Here is an article by John Lott (the foremost expert on guns and crime) in the Daily Caller.
I wish that I had been able to go to CNN’s town hall with President Obama. But Thursday night’s event was invitation-only.
Still, Anderson Cooper, the moderator, challenged the president a few times. But the president just made one false claim after another.
When rape survivor Kimberly Corban asked why she shouldn’t be able to carry a gun to protect herself, Obama said his current executive actions won’t make it harder for her to purchase a firearm. He claimed, he isn’t proposing anything that “prevents you or makes it harder for you to purchase a firearm if you need one.”
Obama’s proposed expanded background checks will make guns more expensive, perhaps prohibitively so for poorer people. In DC, where Obama was speaking from, expanded background checks add about $125 to the cost of transferring a gun.
After the event, CNN brought in conservative commentators such as SE Cupp. However, they failed to understand the issues here. It’s not just that the laws won’t do any good — they will also come with some real costs. These laws won’t stop mass public shootings, but they will hurt law-abiding citizens.

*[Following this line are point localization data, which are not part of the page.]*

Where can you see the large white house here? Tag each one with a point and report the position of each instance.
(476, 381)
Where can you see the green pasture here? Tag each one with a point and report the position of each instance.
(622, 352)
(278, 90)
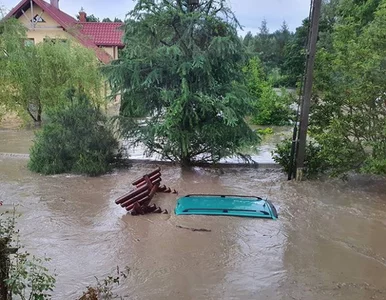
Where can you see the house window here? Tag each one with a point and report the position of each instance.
(29, 42)
(38, 19)
(54, 41)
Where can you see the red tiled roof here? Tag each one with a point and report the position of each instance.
(91, 35)
(103, 34)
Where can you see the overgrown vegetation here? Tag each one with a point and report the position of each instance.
(105, 289)
(76, 138)
(349, 111)
(181, 68)
(35, 77)
(270, 107)
(27, 277)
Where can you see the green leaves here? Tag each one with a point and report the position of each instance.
(349, 113)
(37, 77)
(76, 139)
(186, 79)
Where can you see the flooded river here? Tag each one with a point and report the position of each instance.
(329, 241)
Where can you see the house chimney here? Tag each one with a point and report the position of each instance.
(55, 3)
(82, 15)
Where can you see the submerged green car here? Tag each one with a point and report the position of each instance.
(226, 205)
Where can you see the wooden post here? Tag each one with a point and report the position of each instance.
(305, 110)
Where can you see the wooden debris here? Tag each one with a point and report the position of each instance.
(137, 201)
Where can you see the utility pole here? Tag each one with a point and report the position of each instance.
(192, 4)
(305, 109)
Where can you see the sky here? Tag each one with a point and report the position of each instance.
(250, 13)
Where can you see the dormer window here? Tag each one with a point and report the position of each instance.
(38, 19)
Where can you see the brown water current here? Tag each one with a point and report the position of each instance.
(329, 241)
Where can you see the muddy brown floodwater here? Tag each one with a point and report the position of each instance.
(329, 242)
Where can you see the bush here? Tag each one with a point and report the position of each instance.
(265, 131)
(76, 139)
(273, 108)
(314, 162)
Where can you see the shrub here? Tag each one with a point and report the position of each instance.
(265, 131)
(76, 139)
(314, 162)
(273, 108)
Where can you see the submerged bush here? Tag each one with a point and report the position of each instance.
(76, 139)
(273, 108)
(314, 162)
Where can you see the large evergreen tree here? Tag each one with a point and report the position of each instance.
(182, 70)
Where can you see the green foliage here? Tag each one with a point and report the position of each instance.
(270, 107)
(28, 277)
(349, 112)
(76, 139)
(265, 131)
(314, 162)
(181, 69)
(37, 77)
(105, 289)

Then came the issue of expanded background checks leading to a national gun registry. Anderson Cooper said that people are afraid of having their guns taken away and asked, “Is it fair to call it a conspiracy?” “Yes, it is fair to call it a conspiracy,” Obama said, seemingly intimidating Cooper into dropping the subject.

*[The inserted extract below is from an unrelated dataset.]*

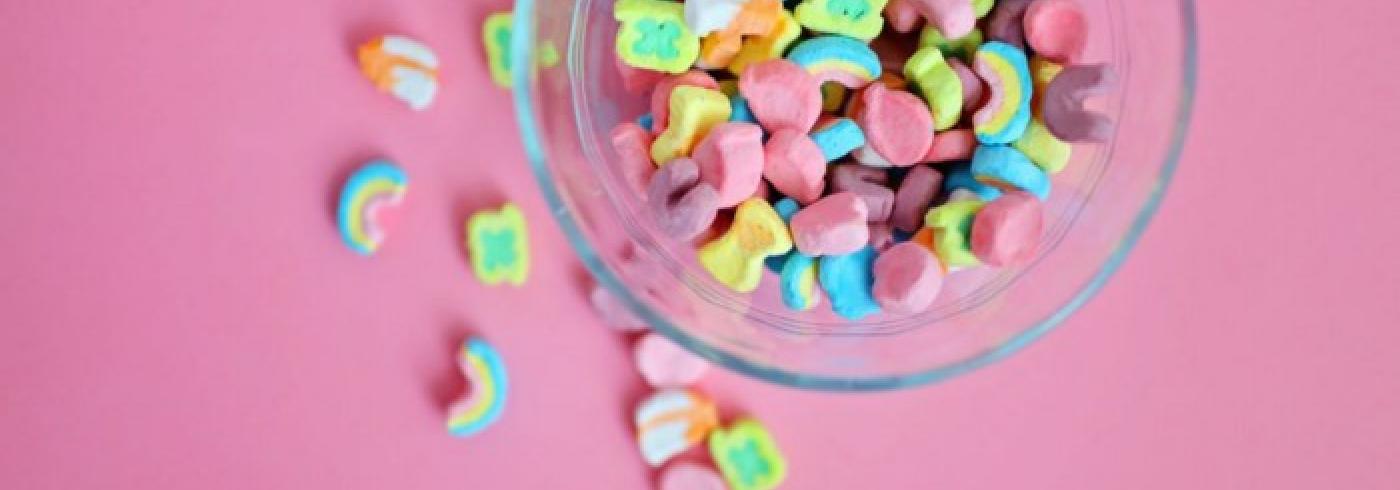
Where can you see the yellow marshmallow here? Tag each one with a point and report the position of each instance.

It would be nice to take President Obama’s at his word, but Americans have seen this scenario play out before. California, New York, and Chicago have all used registration lists to identify who owns guns that are no longer legal.
Since 2004, the FBI has been required to destroy NICS records of gun sales and transfers within 24 hours of receipt. However, federally licensed dealers are required to maintain records of background checks that have been done on customers. Congress currently forbids federal collection of this information into a central database, but there’s no guarantee that this won’t change. With records on all private transfers and sales, the government could potentially figure out who legally owns a gun. Five years down the line, a future President Hillary Clinton could push to require that federally licensed dealers make copies of their records and turn them into the federal government. This would be the start of a national registration list.

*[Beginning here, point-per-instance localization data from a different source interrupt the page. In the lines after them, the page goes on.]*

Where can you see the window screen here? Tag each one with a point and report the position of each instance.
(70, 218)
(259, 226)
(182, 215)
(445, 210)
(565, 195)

The president forcefully claimed: “I respect the Second Amendment; I respect the right to bear arms; I respect people who want a gun for self-protection.”
Well, here’s another quote: “I don’t believe people should be able to own guns.” That’s what Obama told me when we were colleagues at the University of Chicago Law School in 1996. Obama has also publicly supported a nationwide “ban [on] the manufacture, sale and possession of handguns” as well as a “ban the sale or transfer of all forms of semi-automatic weapons.” Even as late as the 2008 Presidential primaries, Obama supported Washington, D.C.’s handgun ban.
From inaccurate claims about Congress restricting firearms research to failure to explain that virtually everyone stopped by background checks are law-abiding citizens who have a name similar to the people we want to stop, a lot more corrections could be made.
In addition, while Obama insists that he “respects” people who disagrees with him, he keeps suggesting that those who disagree with him, the “gun lobby,” only do so out of bad motivations – only because those positions are “by the way, really profitable for the gun manufacturers.” Never that they might want to let vulnerable victims defend themselves and their loved one.
If Obama really had confidence in his case, he wouldn’t have to make up so many false claims.